To handle uncertainties and nonlinearities in real-field conditions, we implement a fuzzy control system. This method translates input variables like path deviation and heading error into steering adjustments using fuzzy logic, reducing computational load and enhancing robustness. The fuzzy control process involves fuzzification, rule evaluation, inference, and defuzzification. We define input and output variables with fuzzy sets: path deviation has members {LF, LM, LN, ZO, RN, RM, RF} for left-far, left-medium, left-near, zero, right-near, right-medium, and right-far deviations, ranging from -30 cm to 30 cm. Heading error has sets {LB, LM, LS, ZO, RS, RM, RB} for left-big to right-big errors, from -30° to 30°. The output steering angle uses {LH, LM, LS, ZO, RS, RM, RH} for left-high to right-high, from -30° to 30°. The fuzzy rules are summarized in the following table:
| Heading Error | Path Deviation | ||||||
|---|---|---|---|---|---|---|---|
| LF | LM | LN | ZO | RN | RM | RF | |
| LB | RH | RH | RH | RH | RM | ZO | ZO |
| LM | RH | RH | RM | RM | RS | ZO | ZO |
| LS | RH | RS | RS | RS | ZO | LS | LS |
| ZO | RM | RS | ZO | ZO | ZO | LS | LM |
| RS | RS | RS | ZO | LS | LS | LS | LH |
| RM | ZO | ZO | LS | LM | LM | LH | LH |
| RB | ZO | ZO | LM | LH | LH | LH | LH |
Using MATLAB, we generate a fuzzy control surface that maps inputs to outputs, facilitating real-time decision-making. This fuzzy system exemplifies the adaptability of robot technology in managing complex agricultural scenarios without requiring extensive computational resources.
For experimental validation, we constructed a model vehicle platform to test the autonomous navigation system. The vehicle features a three-layer structure with an STM32 development board mounted on top, dual L298N motor drivers, an ATK-1218-BD module for positioning, and integrated power, steering, and drive modules at the base. A navigation antenna is fixed atop the vehicle, and a receiver is attached at the rear. The system modules include the ARM control core for data processing, power supply, positioning data acquisition (fusing BDS and GPS signals), storage for environmental data, path tracking and steering correction, and communication for manual-automatic mode switching. This setup highlights the practical application of robot technology in developing scalable agricultural solutions.

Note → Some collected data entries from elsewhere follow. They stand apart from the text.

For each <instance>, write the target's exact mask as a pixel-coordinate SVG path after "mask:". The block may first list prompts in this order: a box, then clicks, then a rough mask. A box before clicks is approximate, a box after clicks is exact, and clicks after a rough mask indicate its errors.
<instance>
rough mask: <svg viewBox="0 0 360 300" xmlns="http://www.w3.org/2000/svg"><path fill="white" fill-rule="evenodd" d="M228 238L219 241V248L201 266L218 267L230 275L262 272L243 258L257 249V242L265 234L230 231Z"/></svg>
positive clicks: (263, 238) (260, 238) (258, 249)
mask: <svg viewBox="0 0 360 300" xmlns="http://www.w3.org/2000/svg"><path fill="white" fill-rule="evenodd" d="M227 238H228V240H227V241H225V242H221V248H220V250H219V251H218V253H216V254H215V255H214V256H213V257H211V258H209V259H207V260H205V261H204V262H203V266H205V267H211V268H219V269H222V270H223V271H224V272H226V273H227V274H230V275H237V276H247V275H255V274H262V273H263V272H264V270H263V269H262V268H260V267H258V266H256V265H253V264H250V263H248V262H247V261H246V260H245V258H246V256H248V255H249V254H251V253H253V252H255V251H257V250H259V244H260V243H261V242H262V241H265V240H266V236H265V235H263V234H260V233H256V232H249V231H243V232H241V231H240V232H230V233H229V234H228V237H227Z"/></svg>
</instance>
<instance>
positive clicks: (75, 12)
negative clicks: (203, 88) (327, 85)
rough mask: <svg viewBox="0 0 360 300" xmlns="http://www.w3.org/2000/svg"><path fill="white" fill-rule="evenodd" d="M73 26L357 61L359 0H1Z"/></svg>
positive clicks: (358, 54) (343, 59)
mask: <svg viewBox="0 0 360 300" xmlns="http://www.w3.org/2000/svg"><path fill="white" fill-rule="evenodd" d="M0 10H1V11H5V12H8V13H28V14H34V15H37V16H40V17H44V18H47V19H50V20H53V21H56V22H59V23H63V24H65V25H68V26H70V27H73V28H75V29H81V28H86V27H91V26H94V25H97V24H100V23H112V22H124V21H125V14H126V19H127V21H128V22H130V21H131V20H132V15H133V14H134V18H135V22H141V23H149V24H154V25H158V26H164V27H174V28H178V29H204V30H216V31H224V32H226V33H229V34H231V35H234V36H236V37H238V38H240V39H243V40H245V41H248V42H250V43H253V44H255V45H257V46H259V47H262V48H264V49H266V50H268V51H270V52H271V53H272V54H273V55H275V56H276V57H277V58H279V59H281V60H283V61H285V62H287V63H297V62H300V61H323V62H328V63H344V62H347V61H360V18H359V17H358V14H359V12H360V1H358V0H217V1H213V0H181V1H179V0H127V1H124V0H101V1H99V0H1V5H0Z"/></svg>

We conducted straight-line path tracking tests by manually recording a reference path and then activating autonomous navigation. The system initialized in 4.4 seconds, and over a 100-second tracking period covering 61.8 meters at an average speed of 0.618 m/s, we measured lateral deviations at 100 points. The results show a maximum lateral deviation of 5.4 cm and an average absolute deviation of 1.281 cm, demonstrating high tracking accuracy. The table below summarizes key performance metrics:
| Metric | Value |
|---|---|
| Initialization Time | 4.4 s |
| Average Speed | 0.618 m/s |
| Maximum Lateral Deviation | 5.4 cm |
| Average Absolute Deviation | 1.281 cm |
| Tracking Duration | 100 s |
| Path Length | 61.8 m |
In conclusion, our research on autonomous driving control for agricultural wheeled robots demonstrates the efficacy of integrating path planning and tracking algorithms with fuzzy logic control. The use of Bezier curves for smooth transitions and a two-wheel model for dynamic analysis provides a solid foundation for precise navigation. The fuzzy control system, with its rule-based approach, efficiently handles real-world variability, reducing computational demands while maintaining accuracy. Experimental results confirm that our system achieves minimal deviations and reliable performance, underscoring the transformative potential of robot technology in agriculture. Future work will focus on scaling the system for larger machinery and incorporating additional sensors for enhanced environmental awareness. By advancing robot technology, we aim to contribute to more automated, efficient, and sustainable agricultural practices worldwide.